National Institute of Environmental Health SciencesIdentification of Neighborhood Environmental Factors Associated with Dementia Incidence Among Men and Women in the Overall Population and by Race/Ethnicity: Implications for Place-Based Research
Dementia, a debilitating disease that causes physical and mental disabilities and poses an immense economic burden, affects an estimated 5 million people in the United States. Socially disadvantaged, marginalized populations, including non-Hispanic Black individuals, are disproportionately burdened, and it is estimated that two out of three dementia patients are women. The prevalence of dementia is expected to increase, given the growing older adult population. These findings emphasize the importance of identifying strategies to prevent or delay the onset of dementia. Previous prevention and treatment efforts have focused primarily on developing pharmaceutical drugs and have been largely unsuccessful. More recent research has demonstrated a connection between the neighborhood environment and cognition; however, few studies have focused specifically on dementia.

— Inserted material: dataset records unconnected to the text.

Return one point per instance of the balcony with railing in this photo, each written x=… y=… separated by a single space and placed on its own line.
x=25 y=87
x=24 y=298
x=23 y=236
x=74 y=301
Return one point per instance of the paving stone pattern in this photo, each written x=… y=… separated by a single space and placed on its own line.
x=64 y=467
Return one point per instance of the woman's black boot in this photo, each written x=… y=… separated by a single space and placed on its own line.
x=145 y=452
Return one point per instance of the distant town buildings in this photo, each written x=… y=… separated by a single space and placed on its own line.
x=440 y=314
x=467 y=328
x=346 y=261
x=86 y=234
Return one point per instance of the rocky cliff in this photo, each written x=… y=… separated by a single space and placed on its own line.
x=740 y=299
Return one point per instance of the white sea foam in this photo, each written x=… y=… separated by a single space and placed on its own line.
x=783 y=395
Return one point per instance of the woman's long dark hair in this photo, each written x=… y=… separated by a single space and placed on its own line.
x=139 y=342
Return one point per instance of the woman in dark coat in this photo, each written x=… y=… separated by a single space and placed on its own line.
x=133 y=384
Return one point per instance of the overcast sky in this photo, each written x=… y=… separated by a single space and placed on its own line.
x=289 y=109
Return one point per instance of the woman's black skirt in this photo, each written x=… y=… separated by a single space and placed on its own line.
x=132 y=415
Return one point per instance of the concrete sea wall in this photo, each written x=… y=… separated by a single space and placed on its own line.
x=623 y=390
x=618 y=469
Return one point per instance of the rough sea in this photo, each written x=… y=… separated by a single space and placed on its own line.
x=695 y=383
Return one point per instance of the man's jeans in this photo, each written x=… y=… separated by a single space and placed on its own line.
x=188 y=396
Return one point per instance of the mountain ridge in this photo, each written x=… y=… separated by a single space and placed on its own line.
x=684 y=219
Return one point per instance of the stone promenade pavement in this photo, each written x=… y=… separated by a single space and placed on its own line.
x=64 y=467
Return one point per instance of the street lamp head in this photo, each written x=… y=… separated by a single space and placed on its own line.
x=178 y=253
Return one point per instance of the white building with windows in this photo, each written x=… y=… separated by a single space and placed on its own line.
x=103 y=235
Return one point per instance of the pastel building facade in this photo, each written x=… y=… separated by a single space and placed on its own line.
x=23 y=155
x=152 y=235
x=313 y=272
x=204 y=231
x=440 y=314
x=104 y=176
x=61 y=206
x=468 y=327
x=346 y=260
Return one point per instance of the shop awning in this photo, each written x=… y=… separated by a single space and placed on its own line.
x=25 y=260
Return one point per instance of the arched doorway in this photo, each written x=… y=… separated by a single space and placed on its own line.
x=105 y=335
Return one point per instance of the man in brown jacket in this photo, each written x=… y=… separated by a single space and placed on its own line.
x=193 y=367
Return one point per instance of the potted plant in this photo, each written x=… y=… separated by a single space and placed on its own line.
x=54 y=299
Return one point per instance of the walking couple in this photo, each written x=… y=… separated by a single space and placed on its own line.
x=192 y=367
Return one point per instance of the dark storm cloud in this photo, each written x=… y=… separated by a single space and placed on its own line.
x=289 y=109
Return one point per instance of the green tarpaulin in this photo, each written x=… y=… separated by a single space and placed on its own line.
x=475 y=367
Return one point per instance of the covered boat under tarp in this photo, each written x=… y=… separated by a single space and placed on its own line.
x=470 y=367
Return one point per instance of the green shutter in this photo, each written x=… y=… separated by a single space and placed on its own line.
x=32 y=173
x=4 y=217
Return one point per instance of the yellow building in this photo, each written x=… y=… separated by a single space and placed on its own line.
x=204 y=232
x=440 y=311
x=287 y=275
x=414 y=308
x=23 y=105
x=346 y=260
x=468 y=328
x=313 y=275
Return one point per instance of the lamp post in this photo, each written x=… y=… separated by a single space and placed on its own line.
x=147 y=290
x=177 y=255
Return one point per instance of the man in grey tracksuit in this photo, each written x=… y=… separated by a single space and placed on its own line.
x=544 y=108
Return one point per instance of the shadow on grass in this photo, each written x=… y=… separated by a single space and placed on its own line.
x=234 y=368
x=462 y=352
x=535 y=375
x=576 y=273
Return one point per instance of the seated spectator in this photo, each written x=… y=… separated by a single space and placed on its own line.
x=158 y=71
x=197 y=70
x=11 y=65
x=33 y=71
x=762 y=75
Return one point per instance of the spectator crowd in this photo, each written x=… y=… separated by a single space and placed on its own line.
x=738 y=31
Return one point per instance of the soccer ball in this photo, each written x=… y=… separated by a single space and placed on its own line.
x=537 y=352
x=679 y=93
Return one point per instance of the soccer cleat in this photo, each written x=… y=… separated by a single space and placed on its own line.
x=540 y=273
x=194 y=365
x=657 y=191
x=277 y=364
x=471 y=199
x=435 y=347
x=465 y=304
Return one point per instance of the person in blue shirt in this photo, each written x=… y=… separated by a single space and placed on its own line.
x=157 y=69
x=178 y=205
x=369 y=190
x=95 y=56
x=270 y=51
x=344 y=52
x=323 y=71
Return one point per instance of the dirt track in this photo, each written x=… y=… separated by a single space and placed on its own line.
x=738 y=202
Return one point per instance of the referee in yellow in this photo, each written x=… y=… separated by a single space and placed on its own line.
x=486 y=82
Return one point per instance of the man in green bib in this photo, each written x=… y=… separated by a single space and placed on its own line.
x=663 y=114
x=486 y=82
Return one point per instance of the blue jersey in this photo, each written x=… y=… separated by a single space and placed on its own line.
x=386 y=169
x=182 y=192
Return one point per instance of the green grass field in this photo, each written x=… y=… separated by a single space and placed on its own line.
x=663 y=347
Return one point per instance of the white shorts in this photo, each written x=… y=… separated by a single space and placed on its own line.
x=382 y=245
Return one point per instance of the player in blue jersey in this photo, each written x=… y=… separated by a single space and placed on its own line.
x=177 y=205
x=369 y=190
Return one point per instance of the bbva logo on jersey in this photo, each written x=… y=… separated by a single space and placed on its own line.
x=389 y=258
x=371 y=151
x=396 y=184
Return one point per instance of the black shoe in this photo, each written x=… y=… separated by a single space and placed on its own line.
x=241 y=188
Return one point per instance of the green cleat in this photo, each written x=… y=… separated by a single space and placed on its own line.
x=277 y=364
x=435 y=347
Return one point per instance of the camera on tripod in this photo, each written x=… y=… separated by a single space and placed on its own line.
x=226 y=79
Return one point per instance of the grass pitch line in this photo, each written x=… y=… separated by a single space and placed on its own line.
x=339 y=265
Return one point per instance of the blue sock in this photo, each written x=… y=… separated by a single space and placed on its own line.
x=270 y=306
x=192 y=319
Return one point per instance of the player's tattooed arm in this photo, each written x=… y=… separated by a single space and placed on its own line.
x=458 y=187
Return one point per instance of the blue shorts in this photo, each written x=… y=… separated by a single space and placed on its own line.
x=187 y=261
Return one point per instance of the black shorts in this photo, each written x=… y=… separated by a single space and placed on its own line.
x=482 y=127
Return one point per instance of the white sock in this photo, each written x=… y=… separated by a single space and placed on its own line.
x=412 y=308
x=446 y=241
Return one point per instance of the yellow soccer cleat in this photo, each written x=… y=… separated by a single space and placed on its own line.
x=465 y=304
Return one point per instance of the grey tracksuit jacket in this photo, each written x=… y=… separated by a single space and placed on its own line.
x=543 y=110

Understanding associations between various social (e.g., residential segregation) and physical (e.g., food outlets) features of the neighborhood environment and dementia risk is critical. Such information is key to understanding how features of the neighborhood environment relate to risk factors of dementia and contribute to the observed racial/ethnic and sex/gender disparities. Additionally, such information can inform environmental and social policies and, for example, community-based interventions that promote opportunities for social and cognitive stimulation, which may delay the onset of dementia. Therefore, it is important to identify neighborhood features that may contribute to greater dementia incidence in order to inform intervention strategies to reduce racial/ethnic and sex/gender disparities.
Dr. Alhasan and members of her research team plan to leverage the South Carolina Alzheimer’s Disease Registry to identify key features of the neighborhood environment that are associated with dementia risk. The neighborhood characteristics identified may be used as upstream targets for intervention, in hopes of reducing observed disparities.